The third disruption is often the ploy of being trivialized and misunderstood as being shallow emotion and popularity.  Mommie-thinking for the entitled.  It persists as sentimentality.  The beginning of this movement in the '60's and 70's was cleverly stamped out by enjoying it -- but then not funding it.  Yet it persisted among those who knew how to use freedom and creation.

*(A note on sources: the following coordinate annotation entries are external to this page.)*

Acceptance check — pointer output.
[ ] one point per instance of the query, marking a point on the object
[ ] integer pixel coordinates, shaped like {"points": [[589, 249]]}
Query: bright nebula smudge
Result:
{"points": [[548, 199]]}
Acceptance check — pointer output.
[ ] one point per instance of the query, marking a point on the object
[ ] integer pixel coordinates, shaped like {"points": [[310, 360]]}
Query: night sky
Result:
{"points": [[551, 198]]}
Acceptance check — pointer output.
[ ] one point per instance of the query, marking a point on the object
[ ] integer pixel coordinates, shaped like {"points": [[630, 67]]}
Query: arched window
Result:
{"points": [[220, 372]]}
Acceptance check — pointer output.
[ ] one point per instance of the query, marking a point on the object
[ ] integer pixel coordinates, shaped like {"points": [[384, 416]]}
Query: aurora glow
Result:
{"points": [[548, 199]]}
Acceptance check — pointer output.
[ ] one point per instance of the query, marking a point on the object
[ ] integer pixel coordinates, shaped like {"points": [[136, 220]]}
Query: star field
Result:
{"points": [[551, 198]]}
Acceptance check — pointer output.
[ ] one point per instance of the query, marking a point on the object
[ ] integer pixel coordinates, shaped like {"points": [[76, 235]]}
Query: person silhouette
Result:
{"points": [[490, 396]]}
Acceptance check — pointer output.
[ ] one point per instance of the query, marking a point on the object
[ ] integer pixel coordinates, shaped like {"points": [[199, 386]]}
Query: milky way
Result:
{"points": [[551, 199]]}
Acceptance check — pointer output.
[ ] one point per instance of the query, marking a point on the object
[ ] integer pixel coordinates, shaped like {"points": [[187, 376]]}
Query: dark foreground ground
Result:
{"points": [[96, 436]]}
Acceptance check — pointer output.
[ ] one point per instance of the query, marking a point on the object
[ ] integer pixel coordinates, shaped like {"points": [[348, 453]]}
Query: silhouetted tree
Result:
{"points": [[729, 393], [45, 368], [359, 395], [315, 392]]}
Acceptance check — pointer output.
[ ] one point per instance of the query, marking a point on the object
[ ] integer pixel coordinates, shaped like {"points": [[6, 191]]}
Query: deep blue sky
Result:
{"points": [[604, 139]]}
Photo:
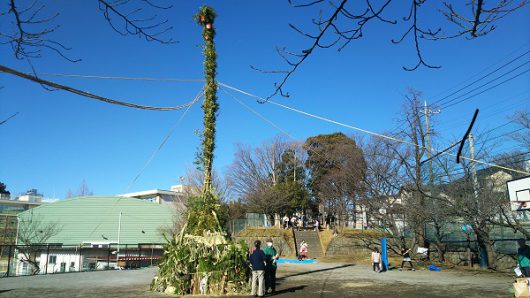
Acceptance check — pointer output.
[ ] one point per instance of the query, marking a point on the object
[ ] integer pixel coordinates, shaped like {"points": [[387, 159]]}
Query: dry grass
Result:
{"points": [[265, 232], [325, 238], [353, 233]]}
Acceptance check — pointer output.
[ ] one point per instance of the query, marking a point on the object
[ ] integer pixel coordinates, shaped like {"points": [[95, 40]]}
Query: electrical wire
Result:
{"points": [[481, 71], [87, 94], [197, 97], [166, 138], [364, 130], [481, 78], [487, 89]]}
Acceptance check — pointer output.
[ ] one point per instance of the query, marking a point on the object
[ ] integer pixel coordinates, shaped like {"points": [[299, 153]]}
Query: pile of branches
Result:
{"points": [[201, 260]]}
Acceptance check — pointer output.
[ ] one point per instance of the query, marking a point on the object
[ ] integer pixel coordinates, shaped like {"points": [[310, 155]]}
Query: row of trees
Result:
{"points": [[388, 181]]}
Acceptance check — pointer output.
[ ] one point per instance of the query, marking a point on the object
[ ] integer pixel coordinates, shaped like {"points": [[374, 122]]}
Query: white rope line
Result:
{"points": [[166, 138], [368, 131], [122, 78], [259, 115], [292, 109]]}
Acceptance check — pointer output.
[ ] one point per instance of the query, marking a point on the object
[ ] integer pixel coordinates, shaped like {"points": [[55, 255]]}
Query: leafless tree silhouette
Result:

I don't like the idea of going beyond something known and once taken as a cornerstone of understanding, like Enlightenment, without having something positive to replace it.  Part of the trouble is not having a consensus name for this new way of looking at the world.  I'm not prepared to name it here, but thinkers I respect offer certain stable and productive principles that may carry us past the present confusion and binary conflicts.  (Humanism is still Enlightenment thinking.)

POST ENLIGHTENMENT THEORIES:

1.  Everything is a process.  There are no permanent "things".  What seems as solid as a chair is actually whirling particles of electromagnetism and something that seems as eternal as a mountain is moving in very slow but incremental ways.  A human being is a trajectory with a downward slope at the end.  This can seem bitter until accepted and the realization comes that this is like a symphony it only preventing us ever from being locked down.  Only dissipated by time or force.

2.  Existence is omni-inclusive and co-existent.  The most startling example is that all "living" things (a subcategory of existence) share the genomic code of self-replication in part or in whole.  It is the development and sharing of this code that makes some creatures into barnacles and others into elephants, some into wind and others in limestone.  Tiny variation is all that separates humans in their skins.  What happens to one tiny part happens to everything in the most real way by changing them in addition, reintegrating everything.

3.  Sin and evil are concepts enforced by human institutions and therefore are human constructs.  They are real, but imposed on reality rather than arising from it.  Suffering and oppression are likewise human.  The stones know nothing about it.  Because it is human, it is negotiable, UNDER the culture.

4.  Consciousness is interaction between a living creature and existence.  It is determined and limited by the nature of awareness.  Two interactions expand awareness: love and meaning.  (Meaning was formerly called "religion" which I restrict to mean institutions that have codified and subsequently policed awareness.  Awareness includes interactions, physical actions or micro-relationships such as the humanities.

5.  Stigma is an irrational understanding in the social realm.  What matters is not that you do it but that you activate it for the right reasons.  It's a biological given.

IMPLICATIONS

1.  What matters is the moment, here and now.  Take care of it.

2.  Morality is the largest consequences in terms of expanding and enriching life.  It is conditional and shifting but there are principles.  Do your best.  We all fall short.

3.  Concepts like "owning", "money", "compensation", "education," "justice" will need to be renegotiated.  Let go of hierarchy and hegemony.

4.  Equity of existence means eliminating poverty, because if a few people are still too poor to thrive, they are distorting all of society.

5.  This is not a mosaic -- it's an ecology.  That means that everything is an interacting process.  To reconcile two things one must think about what they will be like, where they are going, rather than what and where they are now.  


6.  This is not a replacement but an inclusive development, still keeping the "best" of Enlightenment.  (Some people still haven't figured out Enlightenment.)